Physicochemical properties were determined using standard methods (Burt 2004) and each sample was analyzed in triplicate. The particle size was defined by the areometer method combined with the sieve method. The pH in 1 mol l−1 KCl was measured using the potentiometric method in 1:2.5 soil to solution suspensions; total organic carbon (CORG) and total nitrogen (NTOT) content was determined using a dry combustion CN analyzer (Vario Max CN). Available phosphorus (P) was assayed using the vanadium–molybdenum method. The bulk density was determined with the method of volume cylinders (100 cm3).
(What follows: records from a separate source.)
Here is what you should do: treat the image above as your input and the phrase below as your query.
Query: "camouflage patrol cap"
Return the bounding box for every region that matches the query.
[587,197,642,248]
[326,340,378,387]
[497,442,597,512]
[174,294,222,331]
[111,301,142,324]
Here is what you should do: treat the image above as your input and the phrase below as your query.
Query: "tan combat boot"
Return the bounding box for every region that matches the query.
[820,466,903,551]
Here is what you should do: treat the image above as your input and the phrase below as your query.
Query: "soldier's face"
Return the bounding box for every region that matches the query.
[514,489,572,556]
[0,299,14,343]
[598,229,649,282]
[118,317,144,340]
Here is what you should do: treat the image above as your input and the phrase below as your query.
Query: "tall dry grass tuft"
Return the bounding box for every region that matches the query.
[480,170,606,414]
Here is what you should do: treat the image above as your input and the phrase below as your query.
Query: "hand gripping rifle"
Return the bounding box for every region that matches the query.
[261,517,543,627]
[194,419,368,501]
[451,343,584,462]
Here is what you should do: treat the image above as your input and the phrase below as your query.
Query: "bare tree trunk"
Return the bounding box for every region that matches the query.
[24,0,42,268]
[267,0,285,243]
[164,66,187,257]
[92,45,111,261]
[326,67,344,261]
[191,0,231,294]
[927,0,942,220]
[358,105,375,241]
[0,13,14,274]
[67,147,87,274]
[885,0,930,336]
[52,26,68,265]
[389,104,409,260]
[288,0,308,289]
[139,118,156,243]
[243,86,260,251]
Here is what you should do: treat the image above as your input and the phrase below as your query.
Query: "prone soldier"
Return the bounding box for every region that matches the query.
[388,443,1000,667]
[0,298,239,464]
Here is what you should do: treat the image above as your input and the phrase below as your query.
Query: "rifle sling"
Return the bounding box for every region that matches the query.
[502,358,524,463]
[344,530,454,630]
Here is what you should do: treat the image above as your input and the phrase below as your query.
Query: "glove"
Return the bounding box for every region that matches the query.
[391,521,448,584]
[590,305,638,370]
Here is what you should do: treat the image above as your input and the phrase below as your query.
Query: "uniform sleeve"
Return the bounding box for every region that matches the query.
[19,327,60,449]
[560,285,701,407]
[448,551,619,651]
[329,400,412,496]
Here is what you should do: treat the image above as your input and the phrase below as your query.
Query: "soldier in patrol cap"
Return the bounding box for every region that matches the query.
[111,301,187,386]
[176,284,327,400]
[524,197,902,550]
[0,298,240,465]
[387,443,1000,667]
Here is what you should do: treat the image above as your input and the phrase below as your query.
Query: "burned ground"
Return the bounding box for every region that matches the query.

2.5 Statistical data evaluation

Data were evaluated using classical statistical methods (STATISTICA v. 9.0 Software) for calculating the mean, maximum and minimum, standard deviation, and the coefficient of variation. Since data of some properties (CAT and CEL activities, the content of MBC, MBN, CORG, NTOT, silt, and soil moisture) did not show a normal distribution according to the Shapiro-Wilk test (Statistica v. 9.0), they were log-transformed. Since the transformation improved the normality of data distribution, further analyses were performed with the corrected data. Differences in the studied properties between soils representing different sealing categories were tested by one-way analysis of variance (ANOVA). Data were analyzed using Tukey’s test (p < 0.05) to evaluate significant differences between the results obtained in the studied groups of soils (C, non-sealed soils; A, semi-impervious sites; and B, impervious sites). A classification scheme was used to identify the extent of variability in soil properties based on their CV [%] values where values of 0–15, 16–35, and >36 % indicate little, moderate, and high variability, respectively (Wilding 1985).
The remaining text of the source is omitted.